Los padres no pueden interferir en este acto de amor personal con Cristo. Queda rezar sin descanso, como Louise, cuya oración es cada vez más intensa: “De noche, de día, ruego a Nuestra Señora. Rezo a sus ángeles de la guarda para que les visiten y les acompañen. Los pongo en el corazón de Dios”.
Otros rezan para que sus hijos conozcan a creyentes. “Me encantaría dar testimonio, pero no puedo.
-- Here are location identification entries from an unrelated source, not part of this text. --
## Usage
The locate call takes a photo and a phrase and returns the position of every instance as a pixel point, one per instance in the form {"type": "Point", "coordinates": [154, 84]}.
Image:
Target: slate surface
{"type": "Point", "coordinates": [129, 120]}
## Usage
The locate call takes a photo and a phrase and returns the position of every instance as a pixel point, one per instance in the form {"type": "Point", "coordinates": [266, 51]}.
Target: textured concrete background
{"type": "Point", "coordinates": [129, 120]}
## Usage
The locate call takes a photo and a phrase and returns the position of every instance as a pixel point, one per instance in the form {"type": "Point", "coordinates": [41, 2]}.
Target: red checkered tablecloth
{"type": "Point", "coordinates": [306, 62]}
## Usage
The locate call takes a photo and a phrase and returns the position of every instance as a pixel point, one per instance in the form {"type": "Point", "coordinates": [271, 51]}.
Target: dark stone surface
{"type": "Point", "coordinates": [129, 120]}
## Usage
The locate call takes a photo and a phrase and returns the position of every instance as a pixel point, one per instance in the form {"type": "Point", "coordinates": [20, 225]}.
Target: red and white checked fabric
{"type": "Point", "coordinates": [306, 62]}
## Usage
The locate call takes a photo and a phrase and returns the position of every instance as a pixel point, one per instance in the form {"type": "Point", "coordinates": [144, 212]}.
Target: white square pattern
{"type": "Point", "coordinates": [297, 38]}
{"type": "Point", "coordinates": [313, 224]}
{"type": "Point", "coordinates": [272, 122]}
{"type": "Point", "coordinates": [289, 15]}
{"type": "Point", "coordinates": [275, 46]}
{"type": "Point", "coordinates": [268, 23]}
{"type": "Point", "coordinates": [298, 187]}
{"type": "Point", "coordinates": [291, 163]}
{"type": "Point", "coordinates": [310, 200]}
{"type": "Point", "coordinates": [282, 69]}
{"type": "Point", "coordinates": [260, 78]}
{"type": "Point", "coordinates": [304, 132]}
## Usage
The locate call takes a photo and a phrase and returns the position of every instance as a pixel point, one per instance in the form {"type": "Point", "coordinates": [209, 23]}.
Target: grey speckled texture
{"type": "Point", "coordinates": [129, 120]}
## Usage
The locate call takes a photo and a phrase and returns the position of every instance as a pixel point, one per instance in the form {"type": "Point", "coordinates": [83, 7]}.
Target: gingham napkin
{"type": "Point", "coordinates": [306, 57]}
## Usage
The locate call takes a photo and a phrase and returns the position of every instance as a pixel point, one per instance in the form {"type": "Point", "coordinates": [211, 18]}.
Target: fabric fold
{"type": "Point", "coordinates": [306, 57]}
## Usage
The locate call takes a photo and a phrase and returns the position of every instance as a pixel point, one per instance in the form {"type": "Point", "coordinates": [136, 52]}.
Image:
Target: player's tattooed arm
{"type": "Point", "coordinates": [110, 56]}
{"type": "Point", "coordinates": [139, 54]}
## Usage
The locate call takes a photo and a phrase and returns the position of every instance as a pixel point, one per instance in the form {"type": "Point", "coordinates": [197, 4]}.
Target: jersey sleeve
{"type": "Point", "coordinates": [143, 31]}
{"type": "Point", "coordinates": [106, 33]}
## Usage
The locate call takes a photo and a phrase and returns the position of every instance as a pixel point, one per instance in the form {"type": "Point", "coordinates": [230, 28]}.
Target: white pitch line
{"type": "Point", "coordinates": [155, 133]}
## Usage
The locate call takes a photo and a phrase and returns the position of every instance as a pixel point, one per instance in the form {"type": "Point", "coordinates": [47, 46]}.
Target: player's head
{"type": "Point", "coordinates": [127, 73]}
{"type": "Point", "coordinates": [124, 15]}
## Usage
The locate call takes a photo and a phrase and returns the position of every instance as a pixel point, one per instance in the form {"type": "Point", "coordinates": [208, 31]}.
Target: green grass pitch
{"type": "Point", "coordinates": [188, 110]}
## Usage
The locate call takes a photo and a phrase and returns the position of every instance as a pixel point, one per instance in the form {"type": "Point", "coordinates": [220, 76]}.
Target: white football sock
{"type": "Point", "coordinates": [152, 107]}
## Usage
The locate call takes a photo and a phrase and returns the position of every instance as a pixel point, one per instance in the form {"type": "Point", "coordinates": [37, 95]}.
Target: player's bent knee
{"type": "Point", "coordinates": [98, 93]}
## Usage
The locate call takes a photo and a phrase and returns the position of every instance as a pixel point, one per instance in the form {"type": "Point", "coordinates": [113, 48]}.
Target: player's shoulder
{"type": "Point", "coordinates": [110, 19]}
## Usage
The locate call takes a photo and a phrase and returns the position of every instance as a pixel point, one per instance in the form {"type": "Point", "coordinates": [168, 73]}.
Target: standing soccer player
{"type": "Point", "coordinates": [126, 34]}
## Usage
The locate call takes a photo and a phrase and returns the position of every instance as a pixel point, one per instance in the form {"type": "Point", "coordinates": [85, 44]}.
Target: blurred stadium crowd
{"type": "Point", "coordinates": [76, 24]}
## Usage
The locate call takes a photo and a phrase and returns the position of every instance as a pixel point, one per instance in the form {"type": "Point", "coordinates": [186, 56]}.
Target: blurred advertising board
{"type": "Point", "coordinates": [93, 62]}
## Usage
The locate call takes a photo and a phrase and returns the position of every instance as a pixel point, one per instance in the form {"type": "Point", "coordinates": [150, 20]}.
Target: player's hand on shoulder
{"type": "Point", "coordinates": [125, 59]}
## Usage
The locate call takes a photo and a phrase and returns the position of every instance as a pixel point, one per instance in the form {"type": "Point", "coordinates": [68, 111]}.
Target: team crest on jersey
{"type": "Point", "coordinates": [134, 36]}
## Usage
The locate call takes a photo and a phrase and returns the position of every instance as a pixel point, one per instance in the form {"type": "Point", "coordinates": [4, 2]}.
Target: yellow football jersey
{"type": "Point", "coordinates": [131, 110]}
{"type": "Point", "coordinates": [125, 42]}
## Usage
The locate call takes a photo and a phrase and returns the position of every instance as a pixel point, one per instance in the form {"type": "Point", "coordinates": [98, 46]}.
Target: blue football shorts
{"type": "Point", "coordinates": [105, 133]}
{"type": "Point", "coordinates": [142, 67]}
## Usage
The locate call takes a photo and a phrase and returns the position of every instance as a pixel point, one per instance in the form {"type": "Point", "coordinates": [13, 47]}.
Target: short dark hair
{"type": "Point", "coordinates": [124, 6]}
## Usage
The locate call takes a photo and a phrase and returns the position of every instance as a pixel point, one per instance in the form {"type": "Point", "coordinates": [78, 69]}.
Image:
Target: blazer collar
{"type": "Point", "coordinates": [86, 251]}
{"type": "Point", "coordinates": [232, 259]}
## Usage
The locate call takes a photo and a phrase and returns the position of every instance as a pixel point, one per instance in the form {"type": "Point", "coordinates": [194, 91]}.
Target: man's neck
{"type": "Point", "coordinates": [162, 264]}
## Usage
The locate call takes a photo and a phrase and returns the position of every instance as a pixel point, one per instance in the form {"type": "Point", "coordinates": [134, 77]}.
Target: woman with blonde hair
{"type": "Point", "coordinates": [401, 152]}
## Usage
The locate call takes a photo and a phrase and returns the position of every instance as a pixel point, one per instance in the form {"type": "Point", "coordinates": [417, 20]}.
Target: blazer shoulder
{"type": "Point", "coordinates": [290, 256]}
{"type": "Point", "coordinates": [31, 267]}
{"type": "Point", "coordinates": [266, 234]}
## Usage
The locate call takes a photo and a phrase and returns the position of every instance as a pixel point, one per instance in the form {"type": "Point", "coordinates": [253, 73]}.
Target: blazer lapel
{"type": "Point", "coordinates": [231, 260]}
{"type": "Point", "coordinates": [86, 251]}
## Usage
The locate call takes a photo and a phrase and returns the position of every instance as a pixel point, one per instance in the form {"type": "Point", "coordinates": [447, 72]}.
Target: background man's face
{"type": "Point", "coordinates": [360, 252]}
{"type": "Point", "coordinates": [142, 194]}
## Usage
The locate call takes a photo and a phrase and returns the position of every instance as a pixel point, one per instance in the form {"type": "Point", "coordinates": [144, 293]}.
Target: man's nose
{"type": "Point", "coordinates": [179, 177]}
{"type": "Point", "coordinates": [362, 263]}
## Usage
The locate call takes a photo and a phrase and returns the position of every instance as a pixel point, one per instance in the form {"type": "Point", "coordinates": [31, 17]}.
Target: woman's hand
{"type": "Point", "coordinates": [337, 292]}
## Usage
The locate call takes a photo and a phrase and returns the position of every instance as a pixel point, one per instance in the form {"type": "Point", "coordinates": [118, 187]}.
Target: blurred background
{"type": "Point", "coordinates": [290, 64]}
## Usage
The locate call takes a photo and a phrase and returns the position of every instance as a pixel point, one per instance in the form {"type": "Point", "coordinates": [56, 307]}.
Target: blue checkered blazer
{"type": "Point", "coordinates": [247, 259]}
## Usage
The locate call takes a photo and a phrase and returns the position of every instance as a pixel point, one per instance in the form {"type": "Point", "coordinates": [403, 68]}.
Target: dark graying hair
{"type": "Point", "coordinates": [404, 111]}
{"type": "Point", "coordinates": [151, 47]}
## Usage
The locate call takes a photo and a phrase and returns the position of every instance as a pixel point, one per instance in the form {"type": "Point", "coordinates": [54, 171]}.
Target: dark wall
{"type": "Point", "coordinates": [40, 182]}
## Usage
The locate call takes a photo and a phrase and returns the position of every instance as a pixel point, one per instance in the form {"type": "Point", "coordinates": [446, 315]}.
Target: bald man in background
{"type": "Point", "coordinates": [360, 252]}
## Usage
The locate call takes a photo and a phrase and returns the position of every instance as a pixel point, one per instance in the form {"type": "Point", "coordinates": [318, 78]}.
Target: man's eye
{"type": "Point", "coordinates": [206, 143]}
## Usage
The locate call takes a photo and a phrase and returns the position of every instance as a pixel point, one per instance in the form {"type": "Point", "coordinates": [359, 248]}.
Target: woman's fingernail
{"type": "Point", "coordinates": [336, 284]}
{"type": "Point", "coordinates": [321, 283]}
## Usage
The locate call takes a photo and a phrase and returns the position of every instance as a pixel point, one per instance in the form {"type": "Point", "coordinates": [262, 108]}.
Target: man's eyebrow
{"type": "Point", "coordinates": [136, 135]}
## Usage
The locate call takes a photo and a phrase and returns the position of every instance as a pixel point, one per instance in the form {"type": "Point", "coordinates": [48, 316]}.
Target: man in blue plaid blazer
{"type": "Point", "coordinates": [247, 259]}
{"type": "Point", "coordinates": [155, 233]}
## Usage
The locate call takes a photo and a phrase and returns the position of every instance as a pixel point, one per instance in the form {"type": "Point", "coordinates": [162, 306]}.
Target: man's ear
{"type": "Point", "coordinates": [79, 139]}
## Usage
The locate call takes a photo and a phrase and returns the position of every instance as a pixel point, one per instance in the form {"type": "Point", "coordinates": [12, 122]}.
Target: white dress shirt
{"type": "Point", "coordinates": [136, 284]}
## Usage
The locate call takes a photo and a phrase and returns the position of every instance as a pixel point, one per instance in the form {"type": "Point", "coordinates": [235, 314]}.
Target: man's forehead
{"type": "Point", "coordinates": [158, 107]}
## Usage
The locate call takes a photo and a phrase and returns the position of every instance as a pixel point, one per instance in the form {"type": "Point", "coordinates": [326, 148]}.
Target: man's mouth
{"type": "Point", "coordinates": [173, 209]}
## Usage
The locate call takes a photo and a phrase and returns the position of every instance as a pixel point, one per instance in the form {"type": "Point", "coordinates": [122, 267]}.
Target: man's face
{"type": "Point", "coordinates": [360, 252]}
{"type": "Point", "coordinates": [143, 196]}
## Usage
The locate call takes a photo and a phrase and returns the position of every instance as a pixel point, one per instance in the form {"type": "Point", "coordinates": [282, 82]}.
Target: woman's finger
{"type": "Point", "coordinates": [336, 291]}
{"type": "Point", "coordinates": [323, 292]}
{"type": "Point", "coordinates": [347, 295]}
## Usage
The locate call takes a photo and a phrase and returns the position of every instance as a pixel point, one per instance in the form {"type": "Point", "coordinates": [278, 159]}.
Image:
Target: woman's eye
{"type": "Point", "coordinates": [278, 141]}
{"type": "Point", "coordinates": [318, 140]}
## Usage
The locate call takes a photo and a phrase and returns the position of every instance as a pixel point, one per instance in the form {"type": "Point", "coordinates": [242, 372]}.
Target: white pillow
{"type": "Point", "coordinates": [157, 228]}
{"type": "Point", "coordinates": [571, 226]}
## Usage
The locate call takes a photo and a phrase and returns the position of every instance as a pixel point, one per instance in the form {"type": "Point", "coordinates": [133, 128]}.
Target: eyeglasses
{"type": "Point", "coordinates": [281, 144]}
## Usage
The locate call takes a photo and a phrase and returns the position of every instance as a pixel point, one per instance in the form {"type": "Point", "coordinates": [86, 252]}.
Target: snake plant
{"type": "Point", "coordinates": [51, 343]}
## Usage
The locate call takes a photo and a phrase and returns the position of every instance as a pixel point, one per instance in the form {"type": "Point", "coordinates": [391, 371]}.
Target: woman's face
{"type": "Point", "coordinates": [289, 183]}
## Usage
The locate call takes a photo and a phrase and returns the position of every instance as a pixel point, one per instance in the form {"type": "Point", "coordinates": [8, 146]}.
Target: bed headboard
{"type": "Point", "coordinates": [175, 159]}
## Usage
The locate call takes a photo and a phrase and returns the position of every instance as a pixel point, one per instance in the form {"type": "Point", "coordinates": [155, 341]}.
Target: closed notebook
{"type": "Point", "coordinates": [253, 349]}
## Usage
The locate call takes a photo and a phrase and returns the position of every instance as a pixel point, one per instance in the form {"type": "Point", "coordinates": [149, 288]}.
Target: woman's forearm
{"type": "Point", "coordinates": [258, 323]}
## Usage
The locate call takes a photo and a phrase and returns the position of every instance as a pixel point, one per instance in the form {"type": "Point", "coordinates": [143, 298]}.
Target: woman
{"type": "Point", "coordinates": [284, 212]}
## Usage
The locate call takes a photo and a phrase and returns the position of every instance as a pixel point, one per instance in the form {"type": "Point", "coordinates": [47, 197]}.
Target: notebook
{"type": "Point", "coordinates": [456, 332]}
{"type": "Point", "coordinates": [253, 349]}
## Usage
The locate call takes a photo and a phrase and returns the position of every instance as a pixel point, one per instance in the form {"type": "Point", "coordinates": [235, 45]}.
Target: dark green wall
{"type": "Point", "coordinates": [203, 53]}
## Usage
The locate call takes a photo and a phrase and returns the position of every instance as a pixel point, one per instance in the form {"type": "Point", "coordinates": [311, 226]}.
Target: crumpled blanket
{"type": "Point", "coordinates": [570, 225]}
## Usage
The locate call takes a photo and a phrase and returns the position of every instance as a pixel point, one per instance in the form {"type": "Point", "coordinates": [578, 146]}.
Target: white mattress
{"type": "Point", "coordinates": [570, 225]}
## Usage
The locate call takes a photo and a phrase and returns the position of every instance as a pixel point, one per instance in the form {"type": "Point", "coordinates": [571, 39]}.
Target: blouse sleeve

Ya no me corresponde a mí”, reconoce Marie-José. “Rezo para que otra persona creyente se haga su amiga”. “El Señor da siempre un apoyo en el sufrimiento, no nos deja avanzar solos”, se consuela Claire, que repone fuerzas con un grupo de oración de madres y se apoya en su cuñada. “Compartir su sufrimiento es una gracia y lo hace más ligero”, confirma con dulzura la octogenaria Louise, que reza el rosario cada semana en compañía de algunos jubilados de su pueblo.
Como se percató Claire, es su propia relación con Dios la que debe crecer, a través de la adoración, la misa y los sacramentos. “Vivir en la intimidad del Señor ayuda a soportar esta gran prueba”, confiesa Louise. “Me hace percibir también el sufrimiento de Cristo, que ve su amor rechazado por muchos”. Y conduce a dedicar a sus hijos la mirada de Dios, a entrar en su enorme paciencia. Cuanto más recibimos la misericordia de Dios para nosotros mismos, menos dudamos de su clemencia con respecto a sus hijos e hijas. “A los padres les toca conservar la fe en el Espíritu Santo”, concluye Marie-Paule Mordefroid. “Él habita en sus corazones desde su bautismo. Sólo Él puede guiarles desde el interior sin forzarles”.
“¡Sobre todo, aguantar el chaparrón y conservar la esperanza!”, anima finalmente el padre Claude Courtois. “Dios ve mejor que nosotros en los corazones. No abandona a sus hijos. No se han perdido: Jesús supo cómo tratar a la mujer samaritana para devolverle su dignidad y su fe”.
Aunque Louise no oculta las lágrimas, mantiene intacta la confianza: Los hijos de tantas oraciones y lágrimas no pueden perecer. Nada es imposible para Dios. No puede negar a una madre la salvación de sus hijos. ¡Él dio a su Hijo para eso!”. Lo mismo dice Marie-José: “Tengo la impresión de haberme equivocado en todo. Pero tengo confianza en el Señor: he puesto las raíces en la tierra y le pido que riegue para que mis flores puedan florecer”.
Porque, aunque a los padres les corresponde sembrar, solo Dios sabe cuándo es tiempo de cosecha.